Iranian Deputy Foreign Minister for Arab and African Affairs Hossein Amir Abdollahian and Head of the Swiss Humanitarian Aid Unit (SHA) Manuel Bessler took part in the meeting, here in Tehran on Tuesday.
During the meeting, both the Iranian and Swiss officials emphasized that the Syrian nation should have the pivotal role in any political process in the Arab country, with Bessler expressing his gratitude to Iran for its initiative in holding such meetings to alleviate the suffering of Syrians.
Amir Abdollahian, for his part, praised the Swiss government for the humanitarian aid it has provided for the war-torn Syrian people, expressing the hope that this round of negotiations on “practical and executable steps” to deliver humanitarian assistance into Syria would make progress.
The Iranian deputy minister also described as relatively appropriate the status quo for the delivery of aid to the Arab country.
In a separate development earlier in January, Amir Abdollahian had travelled to Kuwait to participate in the Second International Humanitarian Pledging Conference for Syria, which aimed to attract international support for the Syrian refugees.
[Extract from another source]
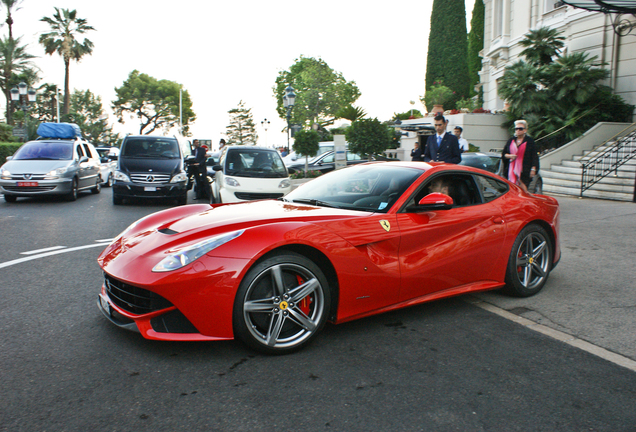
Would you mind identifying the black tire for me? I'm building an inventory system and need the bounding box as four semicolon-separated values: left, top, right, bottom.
66;178;79;201
91;176;102;195
504;224;553;297
233;252;331;354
Moreover, Iranian Red Crescent Society announced on February 1 that it has dispatched the second consignment of humanitarian supplies this year to the displaced Syrians who have taken refuge in Jordan, Iraq and Lebanon.
The consignment has been delivered to the Red Crescent societies of Jordan and Iraq, as well as Lebanon's Red Cross society, to be handed out to the Syrian refugees in those three countries.
Millions of Syrians have been driven from their homes as a result of the crisis, now in its third year, and getting aid to many of those in need remains a challenge because they remain trapped in communities besieged by the fighting.
The United Nations warns that 9.3 million people inside Syria need assistance as the conflict grinds on, including some 6.5 million inside Syria who have been driven from their homes.
More than 2 million people have been uprooted from their homes, many scattered in refugee camps and informal settlements dotting neighboring Lebanon, Jordan, Turkey and Iraq.